Zentech, Inc., Houston, TX

Sanjay P. Joshi, Manoj K. Maiti

Zentech India Offshore & Marine Engg. Pvt. Ltd., Navi Mumbai, India

Paper No. OMAE2007-29083, pp. 77-83; 7 pages
  • ASME 2007 26th International Conference on Offshore Mechanics and Arctic Engineering
  • Volume 1: Offshore Technology; Special Symposium on Ocean Measurements and Their Influence on Design
  • San Diego, California, USA, June 10–15, 2007
  • Conference Sponsors: Ocean, Offshore and Arctic Engineering Division
  • ISBN: 0-7918-4267-3 | eISBN: 0-7918-3799-8
  • Copyright © 2007 by ASME


During demobilization of jack-up rigs, when the rig’s legs are stuck in the seabed due to resistance from the surrounding soil, the hull is lowered more than the neutrally buoyant condition to draw the legs up.
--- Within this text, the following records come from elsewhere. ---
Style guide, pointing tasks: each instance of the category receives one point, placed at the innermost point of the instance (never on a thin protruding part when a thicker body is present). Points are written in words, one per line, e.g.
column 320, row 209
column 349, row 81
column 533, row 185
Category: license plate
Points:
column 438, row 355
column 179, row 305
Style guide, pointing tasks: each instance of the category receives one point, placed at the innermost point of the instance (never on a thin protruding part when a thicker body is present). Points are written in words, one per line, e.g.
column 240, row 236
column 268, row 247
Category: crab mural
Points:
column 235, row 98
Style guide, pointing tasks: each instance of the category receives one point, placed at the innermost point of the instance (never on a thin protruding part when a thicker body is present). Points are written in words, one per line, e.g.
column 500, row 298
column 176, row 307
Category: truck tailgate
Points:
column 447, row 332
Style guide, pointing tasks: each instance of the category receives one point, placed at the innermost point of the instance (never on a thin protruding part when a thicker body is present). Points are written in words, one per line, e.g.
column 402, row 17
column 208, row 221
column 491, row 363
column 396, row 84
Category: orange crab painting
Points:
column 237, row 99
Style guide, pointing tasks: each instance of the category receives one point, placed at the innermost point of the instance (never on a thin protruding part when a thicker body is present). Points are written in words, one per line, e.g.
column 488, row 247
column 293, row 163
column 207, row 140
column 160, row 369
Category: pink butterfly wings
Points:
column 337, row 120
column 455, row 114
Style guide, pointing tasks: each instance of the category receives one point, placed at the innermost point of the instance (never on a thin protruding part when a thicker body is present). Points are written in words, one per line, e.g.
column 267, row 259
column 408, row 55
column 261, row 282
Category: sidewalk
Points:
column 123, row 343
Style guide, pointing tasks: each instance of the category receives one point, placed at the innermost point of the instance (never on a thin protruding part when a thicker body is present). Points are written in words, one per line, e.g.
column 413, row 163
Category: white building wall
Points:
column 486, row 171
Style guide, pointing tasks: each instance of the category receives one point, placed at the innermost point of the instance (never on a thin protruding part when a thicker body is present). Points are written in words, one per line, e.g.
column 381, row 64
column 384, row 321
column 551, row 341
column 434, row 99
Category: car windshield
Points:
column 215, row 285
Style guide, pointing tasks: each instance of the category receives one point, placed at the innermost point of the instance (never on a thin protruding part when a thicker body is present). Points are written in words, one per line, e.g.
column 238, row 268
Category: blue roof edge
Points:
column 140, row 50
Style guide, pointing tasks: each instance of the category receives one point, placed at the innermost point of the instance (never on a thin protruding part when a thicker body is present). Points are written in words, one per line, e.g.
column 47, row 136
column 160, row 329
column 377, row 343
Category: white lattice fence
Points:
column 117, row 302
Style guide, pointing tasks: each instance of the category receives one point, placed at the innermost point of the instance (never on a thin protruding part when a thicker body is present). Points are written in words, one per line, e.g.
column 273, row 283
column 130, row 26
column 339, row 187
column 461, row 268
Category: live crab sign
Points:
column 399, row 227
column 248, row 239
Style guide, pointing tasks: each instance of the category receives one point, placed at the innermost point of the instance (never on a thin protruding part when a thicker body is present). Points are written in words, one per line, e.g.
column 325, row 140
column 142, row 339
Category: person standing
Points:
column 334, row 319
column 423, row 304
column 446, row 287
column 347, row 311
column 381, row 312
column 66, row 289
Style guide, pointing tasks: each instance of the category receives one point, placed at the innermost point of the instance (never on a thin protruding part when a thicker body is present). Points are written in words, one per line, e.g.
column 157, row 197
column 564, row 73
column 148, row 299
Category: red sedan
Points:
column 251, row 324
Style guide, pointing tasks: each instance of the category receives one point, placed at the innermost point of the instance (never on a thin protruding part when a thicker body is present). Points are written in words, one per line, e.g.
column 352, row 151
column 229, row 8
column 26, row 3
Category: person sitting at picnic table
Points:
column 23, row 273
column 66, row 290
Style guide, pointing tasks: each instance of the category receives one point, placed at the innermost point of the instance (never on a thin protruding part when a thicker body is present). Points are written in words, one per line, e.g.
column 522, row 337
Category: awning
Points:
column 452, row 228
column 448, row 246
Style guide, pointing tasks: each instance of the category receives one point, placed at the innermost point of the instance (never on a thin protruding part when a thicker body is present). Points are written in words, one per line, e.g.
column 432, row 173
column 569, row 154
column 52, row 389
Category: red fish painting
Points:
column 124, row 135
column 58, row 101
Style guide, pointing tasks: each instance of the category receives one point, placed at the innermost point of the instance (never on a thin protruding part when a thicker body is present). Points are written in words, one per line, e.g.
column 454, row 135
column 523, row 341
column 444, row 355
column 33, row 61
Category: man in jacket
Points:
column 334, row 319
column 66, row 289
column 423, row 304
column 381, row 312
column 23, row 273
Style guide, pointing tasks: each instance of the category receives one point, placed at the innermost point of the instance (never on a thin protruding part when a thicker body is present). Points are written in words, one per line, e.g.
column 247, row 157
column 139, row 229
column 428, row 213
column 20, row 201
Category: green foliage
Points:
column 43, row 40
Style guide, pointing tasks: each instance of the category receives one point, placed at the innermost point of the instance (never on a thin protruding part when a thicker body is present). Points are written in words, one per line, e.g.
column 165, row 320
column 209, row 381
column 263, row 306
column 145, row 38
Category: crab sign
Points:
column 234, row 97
This operation of pulling down the hull to provide net upward buoyancy force to extricate the legs is called ‘pull-down’ operation. The hull, being partly underwater, attracts considerable wave forces even during relatively calm weather. Due to the changing support condition at bottom of the leg, while it is being extricated, the natural period of the system changes continuously. The dynamic amplification may be high when the wave periods are close to the natural periods of the structure. This makes it imperative to consider dynamic analyses of the rig. A unique but simplified ‘pull-down’ analysis procedure is developed in this study considering the harmonic wave forces, added mass of the hull in water, boundary condition of the legs in soil, and distributed buoyancy springs under the hull. Wave excitation loads and added mass for the hull are computed using diffraction-radiation analysis of the hull in water. A number of steady state dynamic analyses of the complete jack-up rig structural model have been performed for a range of wave periods, water depths, and drafts of the hull. Three different bottom boundary condition scenarios have been considered — three legs supported, one leg free but two legs still stuck in soil, and two legs free but one leg still stuck. The static and the dynamic load cases are combined to get the maximum effects on the stresses of the leg members. Using this procedure the allowable safe wave heights are predicted for a range of wave periods for a particular water depth, and draft of the hull. Results are presented for one class of jack up rig. The results show that the leg stresses are strongly dependent on the wave periods, indicating the importance of including dynamic effects in the pull-down analysis.